Das in Taiwan ansässige Unternehmen Quanta, das die Apple Watch, das MacBook Air und das MacBook Pro herstellt, weigerte sich, das Lösegeld zu zahlen. Apple hat sich nicht zu dem Angriff geäußert, und es ist noch nicht bekannt, ob sie beabsichtigen, das Lösegeld zu zahlen, aber Apple ist dafür bekannt, sein geistiges Eigentum und seine Marken hartnäckig zu schützen.

Keine dieser Nachrichten hat Apple heute an den Märkten nach unten gezogen; der Aktienkurs stieg um 39 Cent pro Aktie und schloss bei 133,50 $.

Nach der heutigen Nachricht über den Angriff auf Quanta sagte Mike Beck, Global Chief Information Security Officer bei Darktrace, dass es wenig Zweifel daran gibt, dass komplexe digitale Lieferketten jetzt ein Paradies für Hacker sind. Beck sagte, dass Lieferanten an höhere Standards gehalten werden müssen, und dass die jüngsten Forderungen der Biden-Administration und des Heimatschutzministeriums nach strengeren Anforderungen an die Transparenz und Überprüfung der Cybersicherheit zu begrüßen sind.
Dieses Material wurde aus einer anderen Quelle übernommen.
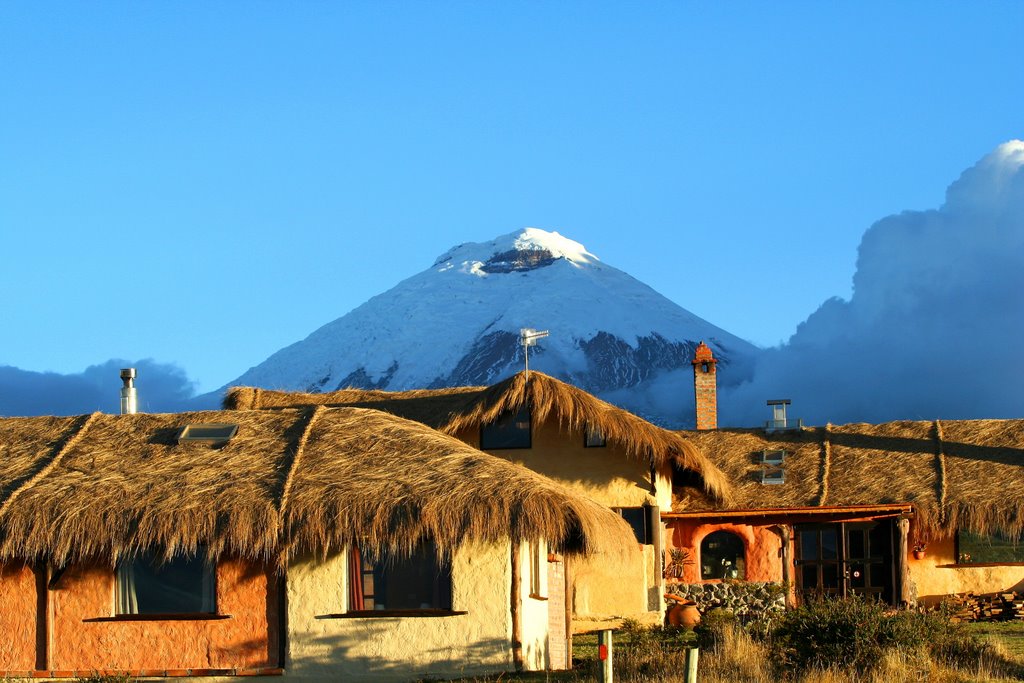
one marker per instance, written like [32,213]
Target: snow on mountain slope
[458,323]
“In diesem Fall haben die Angreifer über eine vertrauenswürdige Drittpartei auf Apples Design-Blaupausen zugegriffen – und das volle Ausmaß der entwendeten Daten ist noch nicht bekannt”, sagte er.

Oliver Tavakoli, Chief Technology Officer bei Vectra, sagte, dass REvil wie viele andere Franchise-Modelle ein klares Gefühl für ihre Marke anstrebt, und fügte hinzu, dass es scheint, dass die Markenidentität, die sie anstreben, eine “groß angelegte Erpressung” ist.

“Alle Nachrichten sind sogar in einer Sprache getarnt, die von legitimen Unternehmen verwendet wird – kaufen Sie jetzt, um einen Rabatt zu erhalten, da es nächste Woche mehr kosten wird”, sagte Tavakoli. “Trotz dieser aufsehenerregenden Lösegeldforderungen gibt es kaum Hinweise auf groß angelegte Auszahlungen an die REvil-Gruppe. Sicherheitsteams sollten sich auf REvil genauso vorbereiten wie auf alle anderen fortgeschrittenen Angriffe: eine gute Sicherheitshygiene aufrechterhalten, die Angriffsoberfläche verfolgen und in Erkennungsfunktionen investieren, um Angreifer zu finden, die die erste Verteidigungslinie überwunden haben. Scannen Sie außerdem Ihre Umgebung auf bekannte REvil-Indikatoren für eine Kompromittierung.”